Ella escondió la cabeza en los hombros de él y murmuró: -No hablemos más de ello. Ya no tenemos nada que decir, ¿verdad? Tengo que levantarme y empolvarme la nariz, y tú debes mudarte y tomar un baño. Te prepararé algo que comer… pero antes déjame estar contigo, sólo unos segundos… déjame estar aquí, quieta… no te muevas, Leo…
Y su cabeza fue resbalando poco a poco sobre el pecho, las rodillas y hasta los pies de Leo.
Capítulo tercero
Una tarde, tres días después de la llegada de Leo, sonó la campanilla.

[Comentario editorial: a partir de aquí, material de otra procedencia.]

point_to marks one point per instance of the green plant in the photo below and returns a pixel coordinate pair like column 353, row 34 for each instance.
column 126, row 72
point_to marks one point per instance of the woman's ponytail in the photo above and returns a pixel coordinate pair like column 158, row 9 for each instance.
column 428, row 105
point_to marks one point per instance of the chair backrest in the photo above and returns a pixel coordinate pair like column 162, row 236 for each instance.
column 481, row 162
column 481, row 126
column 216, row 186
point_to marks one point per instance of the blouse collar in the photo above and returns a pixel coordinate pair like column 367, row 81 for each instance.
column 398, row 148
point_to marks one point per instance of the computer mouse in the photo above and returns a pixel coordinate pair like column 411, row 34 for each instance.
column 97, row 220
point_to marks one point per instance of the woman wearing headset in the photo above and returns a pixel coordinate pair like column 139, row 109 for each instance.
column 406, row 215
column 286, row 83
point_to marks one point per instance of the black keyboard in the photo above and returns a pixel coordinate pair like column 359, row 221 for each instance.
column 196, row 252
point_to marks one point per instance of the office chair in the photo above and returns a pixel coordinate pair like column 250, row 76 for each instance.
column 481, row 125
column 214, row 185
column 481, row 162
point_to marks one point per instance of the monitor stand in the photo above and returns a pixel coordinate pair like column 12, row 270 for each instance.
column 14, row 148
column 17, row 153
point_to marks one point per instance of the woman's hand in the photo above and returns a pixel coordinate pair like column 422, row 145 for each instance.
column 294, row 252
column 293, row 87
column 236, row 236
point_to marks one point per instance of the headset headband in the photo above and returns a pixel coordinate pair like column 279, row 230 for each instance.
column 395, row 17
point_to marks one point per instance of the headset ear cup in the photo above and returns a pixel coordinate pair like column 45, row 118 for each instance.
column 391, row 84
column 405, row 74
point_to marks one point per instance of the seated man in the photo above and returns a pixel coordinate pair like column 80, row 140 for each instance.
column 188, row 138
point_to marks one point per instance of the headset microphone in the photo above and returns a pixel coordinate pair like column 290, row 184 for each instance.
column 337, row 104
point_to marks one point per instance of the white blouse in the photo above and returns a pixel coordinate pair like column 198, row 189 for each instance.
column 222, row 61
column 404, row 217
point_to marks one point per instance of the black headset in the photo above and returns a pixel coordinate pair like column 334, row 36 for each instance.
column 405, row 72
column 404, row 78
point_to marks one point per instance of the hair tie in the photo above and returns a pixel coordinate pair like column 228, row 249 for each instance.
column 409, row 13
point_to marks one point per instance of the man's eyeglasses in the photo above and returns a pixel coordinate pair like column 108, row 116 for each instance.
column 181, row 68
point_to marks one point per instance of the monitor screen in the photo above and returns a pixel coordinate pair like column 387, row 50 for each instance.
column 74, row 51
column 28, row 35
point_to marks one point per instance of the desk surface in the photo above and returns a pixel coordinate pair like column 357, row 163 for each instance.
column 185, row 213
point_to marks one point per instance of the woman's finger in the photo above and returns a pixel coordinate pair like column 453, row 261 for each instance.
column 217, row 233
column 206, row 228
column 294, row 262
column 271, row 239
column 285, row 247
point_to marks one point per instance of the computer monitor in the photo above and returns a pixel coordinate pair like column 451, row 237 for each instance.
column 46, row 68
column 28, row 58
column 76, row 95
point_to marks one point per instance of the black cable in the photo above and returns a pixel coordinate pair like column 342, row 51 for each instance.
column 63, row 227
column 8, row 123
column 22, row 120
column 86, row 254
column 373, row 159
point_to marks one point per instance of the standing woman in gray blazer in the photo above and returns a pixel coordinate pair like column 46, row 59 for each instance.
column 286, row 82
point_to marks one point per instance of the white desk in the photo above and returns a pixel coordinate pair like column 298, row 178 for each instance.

Kira abrió a medias la puerta, sin quitar la cadena. En el rellano había una señora gruesa con un abrigo elegante y suntuoso. Su cara, que parecía esconderse detrás de una barbilla prominente, se levantaba en un estudiado movimiento de graciosa interrogación, dejando al descubierto un grueso cuello blanco; sus labios gruesos y mal pintados, se abrían a medias sobre unos dientes blancos y fuertes. Su mano se posaba en un amplio chal de seda verde. Arrastrando las palabras con voz estudiada y pronunciando cada sílaba con precisión, preguntó:
– ¿Está Leo Kovalensky?
Kira contempló con incredulidad las sortijas de brillantes que resplandecían en aquellos dedos cortos y blandos y contestó: -Sí… desde luego…

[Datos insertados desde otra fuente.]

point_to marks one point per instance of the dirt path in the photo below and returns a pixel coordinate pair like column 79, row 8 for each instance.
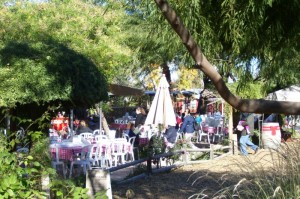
column 206, row 178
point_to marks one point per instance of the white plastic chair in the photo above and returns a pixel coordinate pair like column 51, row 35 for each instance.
column 125, row 136
column 56, row 162
column 104, row 155
column 202, row 133
column 131, row 152
column 219, row 133
column 84, row 160
column 118, row 151
column 88, row 136
column 98, row 132
column 99, row 138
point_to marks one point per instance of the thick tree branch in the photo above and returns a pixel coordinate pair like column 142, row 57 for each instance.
column 244, row 105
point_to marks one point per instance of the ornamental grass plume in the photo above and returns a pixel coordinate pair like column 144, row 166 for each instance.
column 268, row 174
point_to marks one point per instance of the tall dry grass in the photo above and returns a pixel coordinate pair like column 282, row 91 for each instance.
column 268, row 174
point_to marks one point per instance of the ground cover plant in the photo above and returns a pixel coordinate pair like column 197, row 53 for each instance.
column 267, row 174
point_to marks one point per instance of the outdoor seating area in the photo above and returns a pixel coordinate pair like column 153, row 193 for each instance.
column 89, row 151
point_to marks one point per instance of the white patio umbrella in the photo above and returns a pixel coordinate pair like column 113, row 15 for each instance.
column 161, row 110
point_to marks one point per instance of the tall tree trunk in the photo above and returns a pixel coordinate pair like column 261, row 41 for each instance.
column 166, row 71
column 244, row 105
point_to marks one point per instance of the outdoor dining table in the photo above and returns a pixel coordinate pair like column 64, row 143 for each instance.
column 67, row 149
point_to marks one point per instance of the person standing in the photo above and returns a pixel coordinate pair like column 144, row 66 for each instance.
column 187, row 126
column 244, row 127
column 140, row 116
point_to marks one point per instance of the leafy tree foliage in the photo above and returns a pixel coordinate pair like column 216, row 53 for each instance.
column 59, row 51
column 232, row 33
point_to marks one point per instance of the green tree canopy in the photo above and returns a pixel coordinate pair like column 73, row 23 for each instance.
column 59, row 50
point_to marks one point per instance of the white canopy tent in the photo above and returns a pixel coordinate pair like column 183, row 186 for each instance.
column 291, row 93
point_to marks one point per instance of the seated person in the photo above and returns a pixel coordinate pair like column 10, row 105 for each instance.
column 83, row 128
column 198, row 118
column 170, row 134
column 131, row 131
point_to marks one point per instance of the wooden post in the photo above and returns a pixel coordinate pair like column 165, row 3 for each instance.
column 45, row 185
column 235, row 144
column 211, row 155
column 149, row 166
column 98, row 181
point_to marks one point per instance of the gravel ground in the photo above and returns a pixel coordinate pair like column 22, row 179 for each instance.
column 187, row 181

Pero no quitó la cadena, y siguió mirando fijamente a aquella mujer.
Con una amanerada sonrisa, pero no sin que su acento denotara cierto aplomo, ésta añadió:
– Deseaba verle.
Kira la hizo pasar. La recién llegada la miró con curiosidad, entornando los ojos con aire interrogativo. Cuando entraron en la habitación Leo se puso en pie, sorprendido y frunciendo el entrecejo. La visitante le tendió las dos manos en un saludo teatraclass="underline"

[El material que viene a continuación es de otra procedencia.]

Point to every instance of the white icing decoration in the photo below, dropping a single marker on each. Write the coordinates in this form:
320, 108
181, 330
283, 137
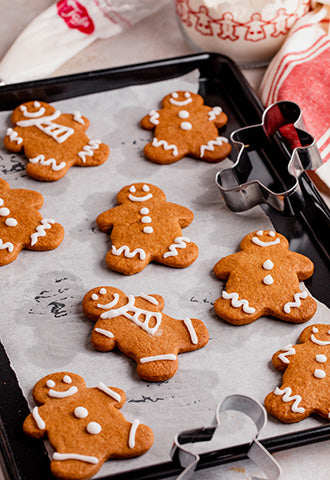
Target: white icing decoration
268, 265
321, 358
165, 145
214, 112
80, 412
133, 198
66, 393
139, 316
11, 222
94, 428
318, 373
318, 342
8, 245
183, 114
36, 114
180, 103
110, 304
288, 350
185, 126
180, 242
51, 161
108, 391
4, 211
149, 298
286, 392
238, 303
39, 421
75, 456
128, 253
78, 118
154, 115
191, 330
13, 136
88, 150
104, 332
210, 145
297, 296
40, 230
260, 243
59, 133
132, 433
268, 280
156, 358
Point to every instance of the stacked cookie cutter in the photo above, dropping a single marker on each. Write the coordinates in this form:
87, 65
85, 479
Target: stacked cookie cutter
189, 461
286, 149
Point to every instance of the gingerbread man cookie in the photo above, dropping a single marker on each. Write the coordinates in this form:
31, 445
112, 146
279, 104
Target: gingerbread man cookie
306, 377
140, 329
185, 126
22, 225
83, 425
263, 279
146, 228
52, 141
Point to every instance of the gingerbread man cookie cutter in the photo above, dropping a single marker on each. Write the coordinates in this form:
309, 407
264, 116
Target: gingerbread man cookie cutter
282, 144
257, 452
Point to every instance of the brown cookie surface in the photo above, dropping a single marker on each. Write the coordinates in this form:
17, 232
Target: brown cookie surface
185, 126
263, 279
22, 225
138, 327
145, 228
83, 425
52, 142
306, 377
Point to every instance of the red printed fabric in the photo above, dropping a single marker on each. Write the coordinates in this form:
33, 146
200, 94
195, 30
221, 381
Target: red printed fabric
300, 72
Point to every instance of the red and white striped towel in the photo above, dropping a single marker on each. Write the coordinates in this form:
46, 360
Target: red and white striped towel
300, 72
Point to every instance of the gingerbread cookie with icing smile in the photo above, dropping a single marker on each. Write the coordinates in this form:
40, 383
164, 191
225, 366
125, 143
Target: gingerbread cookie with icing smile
145, 228
83, 425
140, 329
53, 142
306, 377
22, 225
263, 279
185, 126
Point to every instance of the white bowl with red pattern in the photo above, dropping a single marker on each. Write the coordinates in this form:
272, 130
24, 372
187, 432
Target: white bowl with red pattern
248, 31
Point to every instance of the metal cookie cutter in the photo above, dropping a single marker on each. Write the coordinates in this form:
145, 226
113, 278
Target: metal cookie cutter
256, 451
273, 155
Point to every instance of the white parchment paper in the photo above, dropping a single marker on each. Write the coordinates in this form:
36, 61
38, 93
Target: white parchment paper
42, 325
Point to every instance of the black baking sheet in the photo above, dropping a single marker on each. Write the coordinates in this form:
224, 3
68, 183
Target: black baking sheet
220, 82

– ¡Leo, qué contenta estoy de volver a verle! No he olvidado mi amenaza de venir a encontrarle. Me propongo llegar a cansarle a usted de veras.
Leo no sonrió en respuesta a su leve risa de espera. Se limitó a inclinarse con gracia y dijo:
– Kira, te presento a Antonia Pavlovna Platoshkina. Kira Alexondrovna Argounova.
– ¿Argounova? ¡Oh…! -dijo Antonina Pavlovna. Tendió el brazo en línea recta con los dedos pendientes como si diese su mano a besar a un hombre.
– Antonina Pavlovna y yo éramos vecinos en el sanatorio -explicó Leo.
– Y por cierto, él era un vecino muy poco amable. Estoy muy quejosa de él -dijo Antonina con una ronca sonrisa-. No quiso aguardarme. ¡Y yo tenía tantos deseos de volver con él! Es más, Leo: ni siquiera me dio usted el número de su casa. De modo que perdí un buen rato en obtener del Upravdom sus señas exactas. Los Upravdom son una de las calamidades inevitables de esta época, y todo lo que nosotros, la gente de las clases altas, podemos hacer es soportarlos con una sonrisa de condescendencia.
Se quitó el abrigo. Llevaba un vestido sencillo, de seda nueva, de excelente calidad, a la última moda, y ostentaba unos pendientes extranjeros de celuloide verde. Peinaba sus cabellos severamente hacia atrás, por la parte de la frente, y a los lados llevaba dos trenzas relucientes, pegadas a las mejillas, cubiertas de finos polvos blanquísimos. Sus cabellos eran de un inverosímil color anaranjado, del mismo color que el magnífico collar de ámbar que batía su pecho como un péndulo cada vez que ella se movía. El traje era muy elegante y bajaba bruscamente desde unas caderas muy anchas hasta unas gruesas piernas de delgados tobillos y unos pies tan pequeños que parecían haber de quedar aplastados por aquel peso desproporcionado. Se sentó, y su pecho se dilató en un ancho pliegue sobre su regazo.
– ¿Cuándo ha vuelto usted, Tonia? -preguntó Leo.
– Ayer. ¡Y qué viajecito! -suspiró-. ¡Esos trenes soviéticos! Verdaderamente creo que he perdido todo lo que gané en el sanatorio. Estuve haciendo cura de reposo para mis nervios -explicó apuntando la barbilla contra Kira-, porque, ¿qué persona razonable no tiene los nervios agotados, en estos tiempos que corremos? ¡Pero Crimea me ha salvado la vida!